I am new to writing code, but am learning C# and am making a little bill-making program for my shop. I need to print the form, which is my bill. From searching on the internet, I found this piece of code:
printForm1.Print(this, PrintForm.PrintOption.ClientAreaOnly);
My billing form has two images and one gridviewbox. This code can print the bill, but quality of the .xps file is poor – even the text is not printing sharp.
How can I increase the print quality of the form?
Yes, that doesn’t look good unless you have really long arms. The issue is that printers have a much higher pixel resolution than monitors. A decent printer has a 600 dpi (dots per inch) resolution. Monitors by default are 96 dpi although that’s finally improving after being stuck on that for decades.
So to print a form the way you do, you have two unpleasant choices. You can print the form so that one pixel on the screen is one pixel on paper. That gives you a really sharp image of the original form but it is about the size of a postage stamp. Or you print the form as big on paper as it is on the screen, what you see happening now. That turns a single pixel on the monitor into a 6 x 6 blob on paper. The result looks very grainy, particularly text looks poorly.

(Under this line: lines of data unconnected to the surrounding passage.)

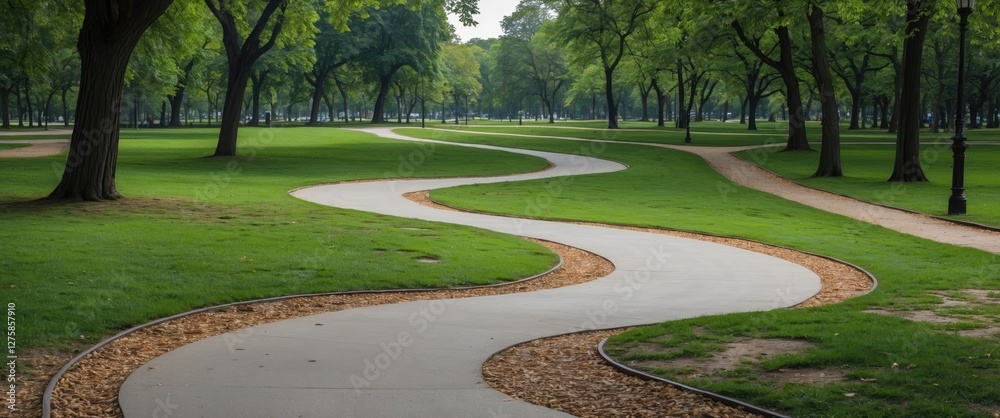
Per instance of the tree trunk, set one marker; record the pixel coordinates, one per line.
(610, 95)
(785, 66)
(5, 106)
(319, 85)
(383, 93)
(27, 97)
(258, 86)
(232, 109)
(907, 164)
(241, 57)
(660, 103)
(177, 100)
(743, 110)
(752, 113)
(65, 107)
(109, 33)
(829, 157)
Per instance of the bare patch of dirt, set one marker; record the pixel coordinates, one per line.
(747, 354)
(963, 301)
(36, 148)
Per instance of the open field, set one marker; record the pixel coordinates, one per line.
(196, 231)
(938, 372)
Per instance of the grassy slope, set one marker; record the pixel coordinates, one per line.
(195, 231)
(866, 168)
(671, 189)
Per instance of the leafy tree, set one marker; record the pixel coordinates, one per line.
(110, 31)
(248, 32)
(460, 69)
(753, 23)
(601, 28)
(531, 54)
(394, 37)
(906, 167)
(829, 156)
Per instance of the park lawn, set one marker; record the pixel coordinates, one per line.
(196, 231)
(708, 133)
(866, 168)
(951, 375)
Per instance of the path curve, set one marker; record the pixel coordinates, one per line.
(36, 148)
(750, 175)
(423, 359)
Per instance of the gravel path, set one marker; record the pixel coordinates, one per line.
(749, 175)
(746, 174)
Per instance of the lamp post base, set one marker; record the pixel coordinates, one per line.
(956, 206)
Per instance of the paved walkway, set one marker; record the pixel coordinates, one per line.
(423, 359)
(746, 174)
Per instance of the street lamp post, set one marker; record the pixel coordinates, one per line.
(957, 202)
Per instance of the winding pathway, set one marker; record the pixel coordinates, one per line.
(749, 175)
(423, 359)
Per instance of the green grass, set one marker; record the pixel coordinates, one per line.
(709, 133)
(196, 231)
(11, 146)
(866, 168)
(670, 189)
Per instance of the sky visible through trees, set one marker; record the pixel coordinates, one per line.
(172, 63)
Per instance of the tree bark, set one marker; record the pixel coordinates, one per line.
(241, 58)
(383, 93)
(907, 164)
(785, 66)
(5, 106)
(610, 95)
(682, 120)
(829, 157)
(107, 38)
(660, 103)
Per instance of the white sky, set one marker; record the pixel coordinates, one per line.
(491, 12)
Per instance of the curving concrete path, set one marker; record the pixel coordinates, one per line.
(423, 359)
(750, 175)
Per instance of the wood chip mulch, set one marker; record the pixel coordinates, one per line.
(90, 388)
(562, 373)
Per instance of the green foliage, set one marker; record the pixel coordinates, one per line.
(197, 231)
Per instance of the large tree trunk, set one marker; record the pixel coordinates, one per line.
(907, 165)
(785, 66)
(109, 33)
(65, 107)
(5, 106)
(682, 120)
(177, 100)
(383, 93)
(829, 157)
(258, 87)
(232, 109)
(660, 103)
(241, 57)
(610, 95)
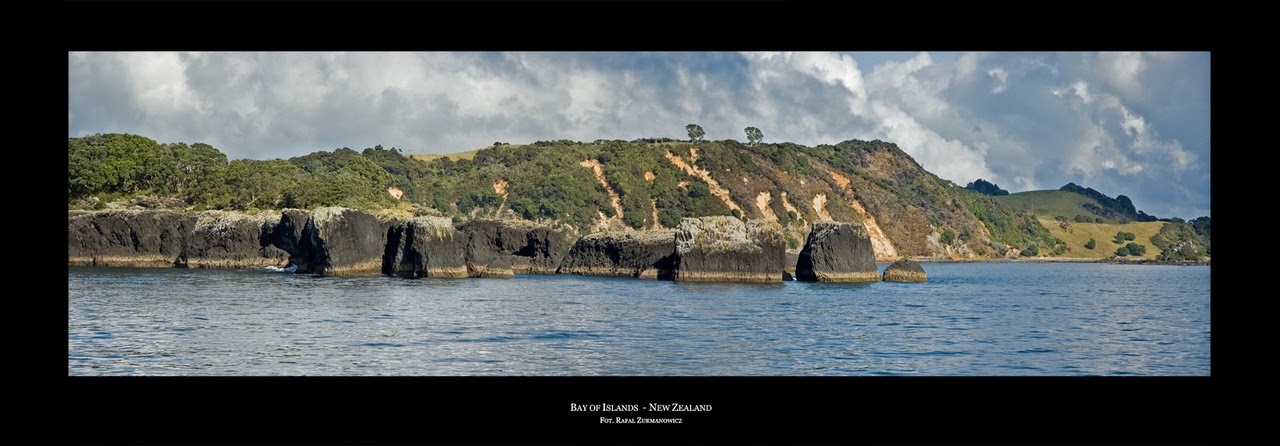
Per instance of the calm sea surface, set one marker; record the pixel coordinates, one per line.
(969, 319)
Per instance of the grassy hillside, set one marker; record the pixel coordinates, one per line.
(469, 154)
(590, 186)
(1051, 204)
(1075, 235)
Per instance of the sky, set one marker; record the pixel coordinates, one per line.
(1123, 123)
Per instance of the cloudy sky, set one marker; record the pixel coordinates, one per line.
(1133, 123)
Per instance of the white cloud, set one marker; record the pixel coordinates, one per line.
(1000, 78)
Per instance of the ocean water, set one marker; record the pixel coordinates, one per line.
(969, 319)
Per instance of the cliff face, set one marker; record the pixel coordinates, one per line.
(837, 251)
(287, 232)
(645, 254)
(723, 249)
(128, 237)
(424, 246)
(232, 240)
(504, 247)
(338, 241)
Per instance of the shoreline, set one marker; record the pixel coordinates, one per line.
(1111, 260)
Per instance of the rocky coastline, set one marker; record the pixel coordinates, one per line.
(337, 241)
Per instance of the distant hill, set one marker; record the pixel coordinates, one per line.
(984, 187)
(1073, 201)
(604, 185)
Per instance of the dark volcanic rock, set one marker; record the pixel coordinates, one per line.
(286, 233)
(233, 240)
(424, 246)
(338, 241)
(723, 249)
(504, 247)
(789, 272)
(645, 254)
(905, 271)
(837, 251)
(128, 237)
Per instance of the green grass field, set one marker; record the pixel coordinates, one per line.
(1102, 233)
(429, 158)
(1050, 204)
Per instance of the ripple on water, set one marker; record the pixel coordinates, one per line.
(969, 319)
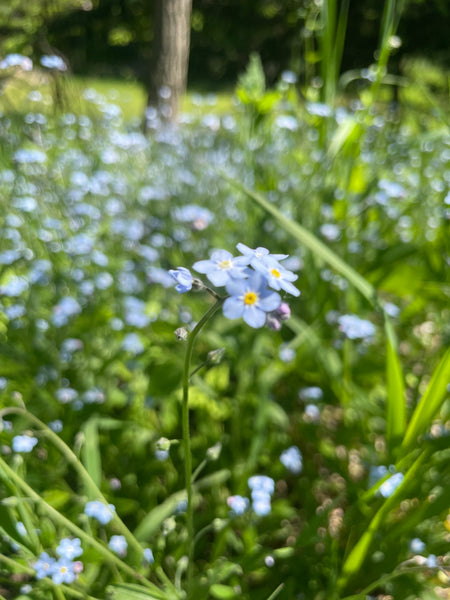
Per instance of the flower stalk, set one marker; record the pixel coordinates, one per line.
(187, 440)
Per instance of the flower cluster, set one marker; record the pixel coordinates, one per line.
(64, 569)
(251, 280)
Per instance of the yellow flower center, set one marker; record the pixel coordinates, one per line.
(225, 264)
(250, 298)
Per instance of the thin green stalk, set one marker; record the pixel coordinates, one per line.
(71, 458)
(52, 512)
(187, 440)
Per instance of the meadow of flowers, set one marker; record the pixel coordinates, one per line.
(299, 449)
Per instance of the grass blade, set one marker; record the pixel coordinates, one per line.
(357, 556)
(429, 404)
(395, 399)
(90, 451)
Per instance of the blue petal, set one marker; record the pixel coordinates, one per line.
(236, 287)
(270, 301)
(218, 278)
(254, 317)
(288, 287)
(233, 308)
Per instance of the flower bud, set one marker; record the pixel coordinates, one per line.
(181, 334)
(213, 453)
(272, 322)
(283, 311)
(163, 444)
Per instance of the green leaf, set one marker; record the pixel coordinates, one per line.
(429, 404)
(157, 515)
(90, 451)
(222, 592)
(395, 400)
(153, 520)
(128, 591)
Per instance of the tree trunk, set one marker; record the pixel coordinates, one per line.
(168, 79)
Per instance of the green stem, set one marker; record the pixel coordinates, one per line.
(187, 440)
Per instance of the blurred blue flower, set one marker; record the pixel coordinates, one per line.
(416, 546)
(102, 512)
(183, 278)
(69, 548)
(63, 571)
(251, 300)
(148, 556)
(292, 459)
(238, 504)
(262, 482)
(24, 443)
(118, 545)
(132, 343)
(14, 287)
(388, 487)
(51, 61)
(222, 267)
(16, 60)
(44, 565)
(29, 156)
(355, 328)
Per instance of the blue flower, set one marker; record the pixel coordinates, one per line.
(44, 565)
(292, 459)
(222, 267)
(238, 504)
(262, 488)
(261, 483)
(278, 278)
(118, 544)
(148, 556)
(388, 487)
(102, 512)
(417, 546)
(251, 300)
(63, 571)
(355, 328)
(53, 62)
(69, 548)
(257, 254)
(23, 443)
(183, 278)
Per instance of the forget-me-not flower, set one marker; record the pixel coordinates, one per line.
(183, 278)
(278, 278)
(63, 571)
(251, 300)
(238, 504)
(222, 267)
(44, 565)
(292, 459)
(355, 328)
(69, 548)
(118, 544)
(23, 443)
(257, 254)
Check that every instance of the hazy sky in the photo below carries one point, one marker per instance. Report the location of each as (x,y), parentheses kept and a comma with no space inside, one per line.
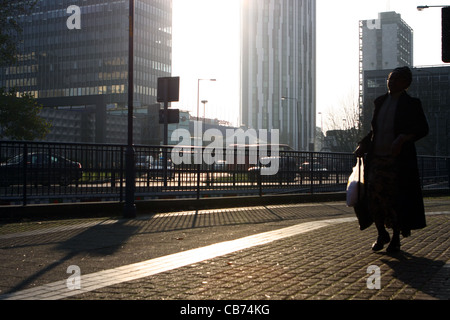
(206,46)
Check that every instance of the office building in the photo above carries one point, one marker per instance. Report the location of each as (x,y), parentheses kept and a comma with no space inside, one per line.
(73,55)
(384,43)
(278,69)
(431,85)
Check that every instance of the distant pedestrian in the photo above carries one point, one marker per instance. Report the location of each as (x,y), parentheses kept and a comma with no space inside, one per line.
(394,193)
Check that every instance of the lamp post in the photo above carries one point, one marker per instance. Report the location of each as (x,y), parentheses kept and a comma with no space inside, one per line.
(296,127)
(421,8)
(198,103)
(130,207)
(204,112)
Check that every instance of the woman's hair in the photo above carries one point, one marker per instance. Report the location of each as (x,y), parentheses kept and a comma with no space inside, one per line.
(405,73)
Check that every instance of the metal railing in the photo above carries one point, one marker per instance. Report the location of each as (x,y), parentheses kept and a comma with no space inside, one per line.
(38,172)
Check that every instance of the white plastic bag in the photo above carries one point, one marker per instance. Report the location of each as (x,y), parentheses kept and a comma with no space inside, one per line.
(355,185)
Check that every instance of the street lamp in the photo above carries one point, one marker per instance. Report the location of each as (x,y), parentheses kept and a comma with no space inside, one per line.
(198,104)
(198,94)
(130,207)
(296,127)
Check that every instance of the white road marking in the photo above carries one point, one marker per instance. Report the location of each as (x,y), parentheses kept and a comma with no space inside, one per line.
(90,282)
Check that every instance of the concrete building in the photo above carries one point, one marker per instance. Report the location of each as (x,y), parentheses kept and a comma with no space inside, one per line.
(74,55)
(385,43)
(278,69)
(431,85)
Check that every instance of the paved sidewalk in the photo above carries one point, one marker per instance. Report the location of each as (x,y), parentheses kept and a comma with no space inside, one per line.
(282,252)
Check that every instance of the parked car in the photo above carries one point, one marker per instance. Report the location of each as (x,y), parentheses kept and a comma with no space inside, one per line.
(143,163)
(287,170)
(154,168)
(41,168)
(314,171)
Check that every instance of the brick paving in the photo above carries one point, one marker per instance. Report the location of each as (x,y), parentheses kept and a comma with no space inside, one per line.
(327,263)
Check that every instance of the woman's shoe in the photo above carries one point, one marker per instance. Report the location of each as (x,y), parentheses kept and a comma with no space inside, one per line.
(393,247)
(381,241)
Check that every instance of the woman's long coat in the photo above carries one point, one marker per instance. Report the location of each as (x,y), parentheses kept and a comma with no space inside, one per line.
(409,119)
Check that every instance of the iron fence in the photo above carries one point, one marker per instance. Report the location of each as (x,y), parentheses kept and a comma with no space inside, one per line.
(39,172)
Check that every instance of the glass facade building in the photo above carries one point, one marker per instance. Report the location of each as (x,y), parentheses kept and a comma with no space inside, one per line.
(79,59)
(278,69)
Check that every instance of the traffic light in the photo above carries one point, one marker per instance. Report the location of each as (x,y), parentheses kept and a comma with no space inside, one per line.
(173,116)
(168,89)
(446,34)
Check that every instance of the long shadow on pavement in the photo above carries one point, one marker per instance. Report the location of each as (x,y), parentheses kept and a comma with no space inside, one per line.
(100,240)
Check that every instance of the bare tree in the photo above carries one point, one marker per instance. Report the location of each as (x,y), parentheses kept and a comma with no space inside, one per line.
(344,123)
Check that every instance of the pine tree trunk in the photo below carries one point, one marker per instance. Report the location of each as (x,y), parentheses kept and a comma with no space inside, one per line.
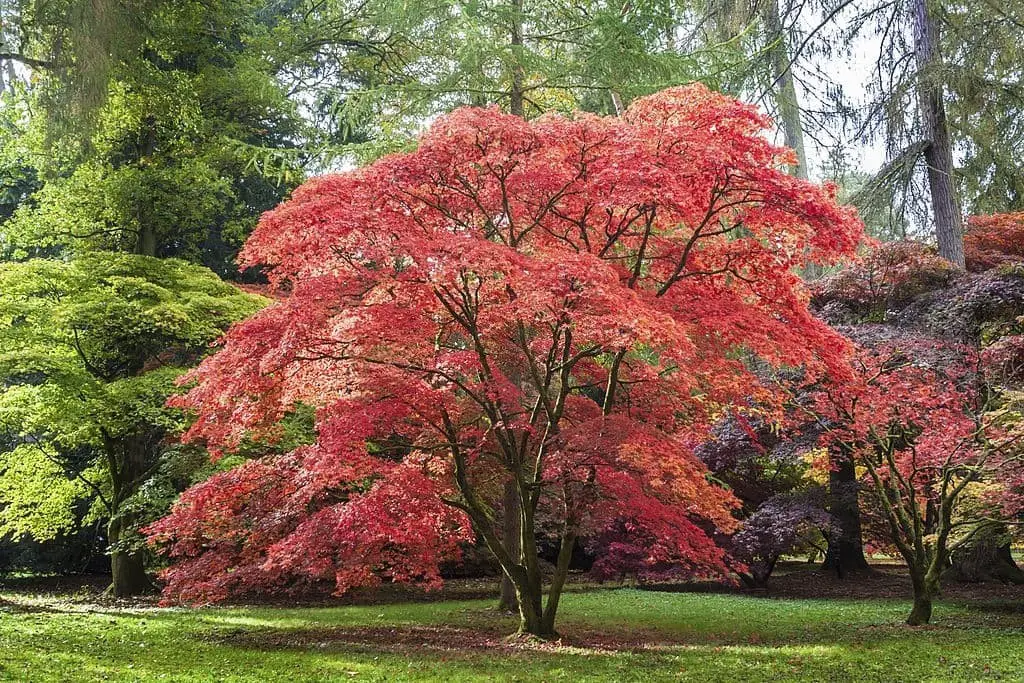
(846,548)
(786,100)
(938,155)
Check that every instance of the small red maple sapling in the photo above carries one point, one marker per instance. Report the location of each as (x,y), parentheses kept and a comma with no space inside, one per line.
(557,304)
(911,417)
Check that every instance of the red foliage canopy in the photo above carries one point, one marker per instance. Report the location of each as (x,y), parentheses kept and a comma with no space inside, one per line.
(993,240)
(564,304)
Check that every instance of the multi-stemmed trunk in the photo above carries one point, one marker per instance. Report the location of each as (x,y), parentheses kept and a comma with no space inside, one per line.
(926,588)
(128,575)
(128,461)
(846,548)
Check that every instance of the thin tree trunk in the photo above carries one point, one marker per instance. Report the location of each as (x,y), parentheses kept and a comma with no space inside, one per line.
(145,243)
(925,590)
(786,100)
(846,548)
(938,155)
(508,601)
(128,575)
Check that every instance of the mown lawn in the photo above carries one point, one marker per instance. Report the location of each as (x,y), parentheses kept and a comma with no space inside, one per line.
(615,635)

A solution would be to draw the form 6 times larger on the screen and print that. That however doesn’t work, you can’t make the form bigger than the screen. The only real solution is to draw 6 times larger to the printer. That requires the PrintDocument class. And a bunch of code in its PrintPage event handler to do the drawing. You can’t coax the controls to do it for you so that’s a bunch of work.
Or use a report generator. They exist to solve this problem. Google “.net report generator” to start shopping.